I'm thinking the main difference is that if there is zero checksum and
the hardware hasn't provided any sort of checksum I am not certain if
GRO actually occurs.  In the case of a checksum being present but not
validated by hardware the checksum should be converted to
CHECKSUM_COMPLETE once it is validated and then GRO could occur for
the inner data.

> General-GRO does compute the checksum for TCP if not pre-computed as far
> as I know. So basically we don't special case for tunnels, otherwise why
> would this check be in the udp gro handler?

So I think this might be a more recent change.  I know that you used
to be able to disable the Rx checksum in order to disable GRO.  It
seems like now if you disable it the frames are still aggregated.  It
might be worth while to figure out the reasoning for that change as it
may be applicable to tunnels as well.

> Maybe it also makes sense to optimistically compare some values of the
> tcp header before validating the checksum, so we can make sure that we
> calculate the expensive checksum only if it would actually only make sense.

Okay.  One other thing you might look at is if you could defer
validating the outer checksums until after the inner one has been
validated in the case that the hardware has not validated it.

> Alex, unfortunately I didn't understand your last two sentences.

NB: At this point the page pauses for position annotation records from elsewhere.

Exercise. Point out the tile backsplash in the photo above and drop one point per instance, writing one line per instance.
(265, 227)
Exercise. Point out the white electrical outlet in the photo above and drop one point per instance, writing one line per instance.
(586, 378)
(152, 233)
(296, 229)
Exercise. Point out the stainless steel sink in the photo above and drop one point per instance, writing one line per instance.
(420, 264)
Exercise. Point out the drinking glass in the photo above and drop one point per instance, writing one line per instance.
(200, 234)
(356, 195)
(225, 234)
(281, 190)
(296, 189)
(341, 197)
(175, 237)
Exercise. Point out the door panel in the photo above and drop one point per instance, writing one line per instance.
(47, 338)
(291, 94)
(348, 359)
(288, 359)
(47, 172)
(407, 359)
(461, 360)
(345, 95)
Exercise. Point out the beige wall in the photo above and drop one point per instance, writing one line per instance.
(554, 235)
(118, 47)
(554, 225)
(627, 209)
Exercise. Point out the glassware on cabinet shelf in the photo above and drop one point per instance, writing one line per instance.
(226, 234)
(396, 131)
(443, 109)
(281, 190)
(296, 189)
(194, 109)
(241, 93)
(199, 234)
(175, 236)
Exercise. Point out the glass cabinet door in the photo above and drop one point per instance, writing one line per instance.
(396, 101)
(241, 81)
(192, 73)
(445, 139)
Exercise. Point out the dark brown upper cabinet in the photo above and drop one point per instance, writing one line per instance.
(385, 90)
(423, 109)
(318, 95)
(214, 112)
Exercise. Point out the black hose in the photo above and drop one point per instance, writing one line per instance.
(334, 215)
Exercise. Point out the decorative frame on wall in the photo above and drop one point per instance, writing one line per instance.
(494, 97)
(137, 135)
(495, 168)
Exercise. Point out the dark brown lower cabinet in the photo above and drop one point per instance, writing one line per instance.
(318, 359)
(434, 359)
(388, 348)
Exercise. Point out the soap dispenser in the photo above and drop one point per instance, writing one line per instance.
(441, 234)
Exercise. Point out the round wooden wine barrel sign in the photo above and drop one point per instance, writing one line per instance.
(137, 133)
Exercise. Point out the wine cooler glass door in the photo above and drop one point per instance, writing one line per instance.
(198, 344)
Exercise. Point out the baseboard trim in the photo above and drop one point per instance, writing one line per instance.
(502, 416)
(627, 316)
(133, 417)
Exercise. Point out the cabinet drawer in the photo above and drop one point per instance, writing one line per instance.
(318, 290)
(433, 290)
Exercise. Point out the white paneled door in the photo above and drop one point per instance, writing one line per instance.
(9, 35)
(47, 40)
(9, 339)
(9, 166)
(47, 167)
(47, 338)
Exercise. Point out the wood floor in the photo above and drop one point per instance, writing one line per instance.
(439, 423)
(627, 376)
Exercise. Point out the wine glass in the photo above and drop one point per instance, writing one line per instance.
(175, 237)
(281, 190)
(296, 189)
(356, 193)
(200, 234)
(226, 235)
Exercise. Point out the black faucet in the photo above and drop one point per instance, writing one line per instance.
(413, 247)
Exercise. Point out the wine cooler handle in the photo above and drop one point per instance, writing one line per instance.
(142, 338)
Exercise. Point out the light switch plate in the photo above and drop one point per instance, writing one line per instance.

The patch set as it currently stands was only performing GRO if a
checksum was not present, however if a checksum is present on the
outer header then the cost checksum the UDP packet and then work back
to the TCP header should be comparable to the overhead needed to just
do the TCP header.  Basically what I am getting at is that if you are
going going to coalesce the no checksum case for tunnels without
having the hardware validate the checksum is present you could
probably do the same thing for tunnels if the checksum is present on
the outer header.

- Alex